Everybody has been good to me, telling me it wasn’t my fault, and so on. But it was my fault, and I haven’t any excuses to make. It was a mistake for me to run out with the ball and I shouldn’t have done it. I wish people would blame me. If they were only mad at me, because I lost the game, that would give me a chance to get mad too, and I could relieve my feelings“.

I tifosi gli volevano veramente bene e non si curavano come lui di quella sconfitta: l’otto dicembre 1905, alla University Hall, fu organizzato un ringraziamento a quella squadra così forte, quando fu chiamato il nome di Clark, i tifosi applaudirono oltre tre minuti, dimostrando, a differenza del giocatore, di sapersi mettere alle spalle gli errori.

Clark seguì gli studi a Michigan fino al 1906, per poi trasferirsi al M.I.T. di Boston. Dopo aver servito nell’aviazione durante la Grande Guerra ed essere tornato a casa, si sposò ed ebbe tre figli, ma non ebbe pace, marchiato per sempre come l’uomo che aveva perso Michigan – Chicago del 1905. Ancora vent’anni dopo l’accaduto tornava costantemente su quell’errore.
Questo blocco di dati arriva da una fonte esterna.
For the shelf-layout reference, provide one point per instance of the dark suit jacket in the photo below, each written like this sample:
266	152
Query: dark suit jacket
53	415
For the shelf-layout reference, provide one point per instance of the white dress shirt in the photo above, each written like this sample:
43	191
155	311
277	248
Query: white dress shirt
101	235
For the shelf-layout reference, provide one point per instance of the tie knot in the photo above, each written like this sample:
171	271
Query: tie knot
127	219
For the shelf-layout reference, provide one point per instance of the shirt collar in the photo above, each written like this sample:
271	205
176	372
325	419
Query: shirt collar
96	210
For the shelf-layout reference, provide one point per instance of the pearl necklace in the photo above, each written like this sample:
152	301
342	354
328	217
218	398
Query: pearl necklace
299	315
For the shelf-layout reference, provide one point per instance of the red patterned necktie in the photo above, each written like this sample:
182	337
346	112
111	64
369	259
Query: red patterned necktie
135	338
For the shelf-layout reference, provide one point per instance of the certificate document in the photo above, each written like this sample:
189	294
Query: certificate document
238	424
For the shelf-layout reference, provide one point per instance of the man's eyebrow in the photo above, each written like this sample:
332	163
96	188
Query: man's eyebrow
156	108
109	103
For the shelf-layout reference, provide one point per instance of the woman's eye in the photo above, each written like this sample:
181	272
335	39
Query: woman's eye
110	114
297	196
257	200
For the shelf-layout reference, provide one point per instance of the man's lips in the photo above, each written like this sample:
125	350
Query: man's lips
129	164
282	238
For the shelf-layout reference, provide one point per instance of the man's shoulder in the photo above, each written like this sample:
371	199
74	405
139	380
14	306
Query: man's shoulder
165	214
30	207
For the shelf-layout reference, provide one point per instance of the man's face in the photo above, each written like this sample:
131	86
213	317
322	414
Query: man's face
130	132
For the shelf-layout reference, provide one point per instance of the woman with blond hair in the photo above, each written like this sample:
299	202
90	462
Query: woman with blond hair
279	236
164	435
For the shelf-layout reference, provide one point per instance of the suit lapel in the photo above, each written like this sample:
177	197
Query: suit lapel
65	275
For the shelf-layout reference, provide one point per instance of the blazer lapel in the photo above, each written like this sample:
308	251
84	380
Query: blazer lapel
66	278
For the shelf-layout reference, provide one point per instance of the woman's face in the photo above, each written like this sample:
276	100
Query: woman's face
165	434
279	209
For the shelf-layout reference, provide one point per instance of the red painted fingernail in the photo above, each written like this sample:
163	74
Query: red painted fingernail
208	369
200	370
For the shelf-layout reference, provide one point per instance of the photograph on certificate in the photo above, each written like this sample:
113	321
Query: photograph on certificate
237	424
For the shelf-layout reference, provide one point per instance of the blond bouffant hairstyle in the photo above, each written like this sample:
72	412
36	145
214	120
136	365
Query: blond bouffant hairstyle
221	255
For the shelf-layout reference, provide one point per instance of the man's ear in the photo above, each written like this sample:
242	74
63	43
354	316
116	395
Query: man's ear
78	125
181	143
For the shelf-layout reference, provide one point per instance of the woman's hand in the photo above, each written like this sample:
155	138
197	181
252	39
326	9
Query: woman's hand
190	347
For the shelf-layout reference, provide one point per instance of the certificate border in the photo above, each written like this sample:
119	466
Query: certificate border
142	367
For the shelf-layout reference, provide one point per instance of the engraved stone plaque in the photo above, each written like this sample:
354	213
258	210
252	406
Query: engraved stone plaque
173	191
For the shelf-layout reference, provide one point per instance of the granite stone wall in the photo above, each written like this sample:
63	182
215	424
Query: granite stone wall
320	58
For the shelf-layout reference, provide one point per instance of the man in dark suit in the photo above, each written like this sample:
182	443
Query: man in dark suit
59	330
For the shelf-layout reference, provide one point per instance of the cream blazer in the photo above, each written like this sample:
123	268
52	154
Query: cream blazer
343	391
Yost incontrò il giocatore nel 1925 e rimase colpito da questa sorta di ossessione, tanto che scrisse “only Dennis still feels the pain of it“. Alla definitiva conclusione della vicenda non contribuì Stagg, il coach di Chicago che aveva sconfitto i Wolverines, che l’anno dopo sul Sunday Evening Post scrisse che Clark aveva abbandonato Michigan immediatamente dopo la sconfitta per il clima intollerabile che si era creato attorno a lui, l’articolo ovviamente venne contestato dallo stesso ex giocatore e dalle due alma mater che lo avevano ospitato.